Бурление 1905 — революционного — года, то, что я слышал и у себя дома и в гимназии,— все это очень подхлестнуло мою мысль и общественно-политические интересы.
Убеждения человека растут в нем, как коралловые острова в океане. Долгие годы ничего не заметно на поверхности моря, долгое время ничего нет и на поверхности сознания, а между тем в темных глубинах морских, как и в глубинах нашего бессознательного «я», происходит таинственная строительная работа. Растут и крепнут коралловые рифы, растут и крепнут наши убеждения. И вот вдруг из глубин моря показываются очертания вновь народившегося острова, а мы — в нашем сознании — «находим» сложившиеся убеждения- Убеждения эти отнюдь не случайны — они складываются в каждом человеке в зависимости от его природы, от его сложной наследственности, от внешних влияний на него, от его собственных мыслей и переживаний.
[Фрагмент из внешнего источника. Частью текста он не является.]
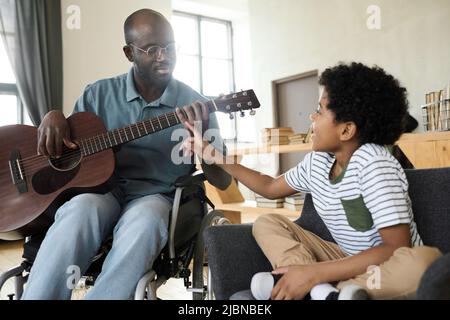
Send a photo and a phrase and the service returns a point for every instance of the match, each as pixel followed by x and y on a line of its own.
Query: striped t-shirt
pixel 369 195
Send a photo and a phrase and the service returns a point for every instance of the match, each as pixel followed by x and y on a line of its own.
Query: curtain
pixel 31 30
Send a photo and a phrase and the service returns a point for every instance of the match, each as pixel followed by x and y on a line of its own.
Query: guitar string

Эти органически зреющие убеждения питаются той средой, в которой живет человек с самого своего рождения. Многое из того, что входит в сознание, часто как бы бесследно исчезает в нем, но исчезновение это кажущееся: в глубинах подсознания происходит усвоение и созревание тех семян, которые в него запали и нашли подходящую для себя почву. Из глубин бессознательного тянутся новые ростки и достигают наконец поверхности дознания. Так зреют в нашей душе и добрые семена и плевелы...
В пятнадцать лет я не имел еще, конечно, установившихся политических убеждений, а только определенные задатки для них. Та атмосфера, в которую я попал в 1905 году, подействовала на мое сознание и подсознание, как теплица, ускоряющая рост и развитие растений. На мое счастье, потому что эпохи брожения чаще действуют на человека не как теплица, а как ломающий ураган.
Когда я попал в гимназию и встретился с товарищами, кичившимися своими «политическими убеждениями», я яснее почувствовал, что таких оформленных убеждений у меня нет. Я, конечно, не сознавал тогда, что вызубренные и принятые на веру положения Маркса и Энгельса не являются настоящими, органически сложившимися и продуманными убеждениями.